Make this lemon curd recipe this weekend for wholesome vibes

Lemon-curd-recipe

Lemon curd feels like this elusive sunshine coloured spread that only old people know how to make and only old people want to make, which I find insane, given how delicious it is and what little time it takes to make. It also feels like something you need a kilo of lemons for and at least one spare hour, which is also wrong.

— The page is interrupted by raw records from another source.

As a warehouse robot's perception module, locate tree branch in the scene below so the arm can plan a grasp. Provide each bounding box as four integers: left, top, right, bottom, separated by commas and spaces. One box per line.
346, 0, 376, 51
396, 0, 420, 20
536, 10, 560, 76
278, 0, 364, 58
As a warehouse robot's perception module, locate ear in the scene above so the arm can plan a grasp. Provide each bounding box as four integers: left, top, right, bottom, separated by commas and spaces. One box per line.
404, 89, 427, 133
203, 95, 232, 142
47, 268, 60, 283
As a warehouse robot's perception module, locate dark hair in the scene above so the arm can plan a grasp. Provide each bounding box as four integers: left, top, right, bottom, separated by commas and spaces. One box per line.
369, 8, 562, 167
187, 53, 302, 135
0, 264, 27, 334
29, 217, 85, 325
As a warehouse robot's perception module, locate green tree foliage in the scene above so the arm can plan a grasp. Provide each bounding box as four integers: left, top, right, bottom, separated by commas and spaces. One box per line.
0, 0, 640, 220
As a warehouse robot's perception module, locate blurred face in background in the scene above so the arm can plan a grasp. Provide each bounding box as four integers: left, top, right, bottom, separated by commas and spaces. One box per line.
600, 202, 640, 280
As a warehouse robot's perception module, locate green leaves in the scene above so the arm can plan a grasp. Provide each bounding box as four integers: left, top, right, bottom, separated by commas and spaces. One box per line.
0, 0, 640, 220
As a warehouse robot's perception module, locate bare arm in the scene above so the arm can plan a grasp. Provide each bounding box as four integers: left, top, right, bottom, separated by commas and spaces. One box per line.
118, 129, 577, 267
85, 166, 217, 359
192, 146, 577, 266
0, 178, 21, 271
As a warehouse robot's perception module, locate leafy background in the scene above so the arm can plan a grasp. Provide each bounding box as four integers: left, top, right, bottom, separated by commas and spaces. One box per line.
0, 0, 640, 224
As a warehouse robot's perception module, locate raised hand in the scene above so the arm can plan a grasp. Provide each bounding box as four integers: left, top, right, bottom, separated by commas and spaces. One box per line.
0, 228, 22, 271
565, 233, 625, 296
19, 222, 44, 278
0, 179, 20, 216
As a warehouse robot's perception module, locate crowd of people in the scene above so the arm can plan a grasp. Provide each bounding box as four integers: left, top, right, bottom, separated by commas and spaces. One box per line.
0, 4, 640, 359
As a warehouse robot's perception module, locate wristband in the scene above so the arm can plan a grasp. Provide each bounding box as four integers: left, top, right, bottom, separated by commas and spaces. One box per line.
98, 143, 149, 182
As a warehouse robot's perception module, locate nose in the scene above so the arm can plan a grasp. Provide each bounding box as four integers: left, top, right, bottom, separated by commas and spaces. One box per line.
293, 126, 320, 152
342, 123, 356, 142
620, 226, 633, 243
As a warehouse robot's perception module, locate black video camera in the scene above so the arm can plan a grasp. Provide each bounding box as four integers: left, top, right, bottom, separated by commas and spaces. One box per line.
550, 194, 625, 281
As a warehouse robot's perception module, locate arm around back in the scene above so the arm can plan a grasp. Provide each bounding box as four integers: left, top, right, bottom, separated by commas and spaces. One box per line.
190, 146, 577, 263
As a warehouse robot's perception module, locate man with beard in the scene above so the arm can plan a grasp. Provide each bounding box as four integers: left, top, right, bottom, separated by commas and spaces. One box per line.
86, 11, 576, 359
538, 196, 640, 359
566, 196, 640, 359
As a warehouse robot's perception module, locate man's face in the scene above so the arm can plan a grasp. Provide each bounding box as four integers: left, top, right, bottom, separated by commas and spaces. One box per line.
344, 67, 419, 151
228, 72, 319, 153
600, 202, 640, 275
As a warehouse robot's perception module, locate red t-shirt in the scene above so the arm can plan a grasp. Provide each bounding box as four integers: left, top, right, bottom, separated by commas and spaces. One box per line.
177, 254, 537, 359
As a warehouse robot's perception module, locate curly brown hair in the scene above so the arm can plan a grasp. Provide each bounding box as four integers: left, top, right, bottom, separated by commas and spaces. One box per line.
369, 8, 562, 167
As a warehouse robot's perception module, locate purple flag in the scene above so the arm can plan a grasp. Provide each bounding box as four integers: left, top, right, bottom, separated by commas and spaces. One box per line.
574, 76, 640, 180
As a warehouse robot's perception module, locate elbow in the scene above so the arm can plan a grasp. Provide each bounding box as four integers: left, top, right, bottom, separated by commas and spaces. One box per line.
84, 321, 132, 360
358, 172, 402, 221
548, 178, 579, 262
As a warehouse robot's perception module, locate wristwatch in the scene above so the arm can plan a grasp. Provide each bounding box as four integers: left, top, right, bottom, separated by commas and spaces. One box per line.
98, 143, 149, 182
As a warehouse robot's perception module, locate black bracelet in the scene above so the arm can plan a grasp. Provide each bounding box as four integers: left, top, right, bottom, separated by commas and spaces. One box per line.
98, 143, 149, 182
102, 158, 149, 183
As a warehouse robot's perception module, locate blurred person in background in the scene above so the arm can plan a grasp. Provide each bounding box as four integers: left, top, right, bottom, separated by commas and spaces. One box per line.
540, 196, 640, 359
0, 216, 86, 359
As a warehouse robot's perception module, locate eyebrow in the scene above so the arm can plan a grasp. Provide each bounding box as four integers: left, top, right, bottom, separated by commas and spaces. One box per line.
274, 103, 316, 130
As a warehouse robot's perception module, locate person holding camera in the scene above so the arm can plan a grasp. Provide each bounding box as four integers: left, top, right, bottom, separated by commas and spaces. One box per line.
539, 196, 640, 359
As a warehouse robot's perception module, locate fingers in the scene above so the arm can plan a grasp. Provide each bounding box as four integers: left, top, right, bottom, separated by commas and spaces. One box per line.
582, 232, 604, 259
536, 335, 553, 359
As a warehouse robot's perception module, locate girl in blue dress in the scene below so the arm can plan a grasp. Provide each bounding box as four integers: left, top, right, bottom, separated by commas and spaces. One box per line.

Since we are all still cooking more and consistently lacking inspiration, why not try something new? Lemon curd is about as versatile as marmalade, but so much more joyful to consume. Slather on top of ricotta on freshly toasted bread, sandwich between two sponge cakes, or eat it by the spoonful out of the jar with your head in the fridge (my girlfriends' personal favourite method). Whichever sounds good to you, make on a Sunday and be the hero of whoever you live with. A fresh batch keeps jarred in the fridge for about a week.

lemon-curd-recipe

Ingredients:

3 eggs

2 egg yolks

3/4 cup sugar

Zest and juice of 1 lemon

Zest of 1 lime*

Juice of half the lime

150g cold unsalted butter

*if you don't have lime, use another lemon or different citrus.

Method:

  1. Beat your eggs, yolks, sugar, citrus zest and juice together in a bowl until combined.
  2. Cube your butter into 2cm x 2cm cubes, ensuring your butter is refrigerated.
  3. Add your lemon, egg and sugar mixture into a small saucepan on medium to low heat and stir consistently.
  4. Once your mixture has started to heat through, add cubes of butter in 3's, ensuring the cubes have melted before adding more, stirring throughout.
  5. While adding the butter, the mixture will start to thicken, if it starts to get too thick too quick and your mixture begins to cling to the bottom of the pan, take off the heat and whisk vigorously to cool down. Once cool, return to low heat and continue the process.
  6. Once all butter is incorporated your mixture should be thick, glossy and able to coat the back of a spoon.
  7. Take your curd off the heat and strain through a fine-mesh sieve into a sterilised jar.
  8. Refrigerate to cool and set and eat as soon as that happens.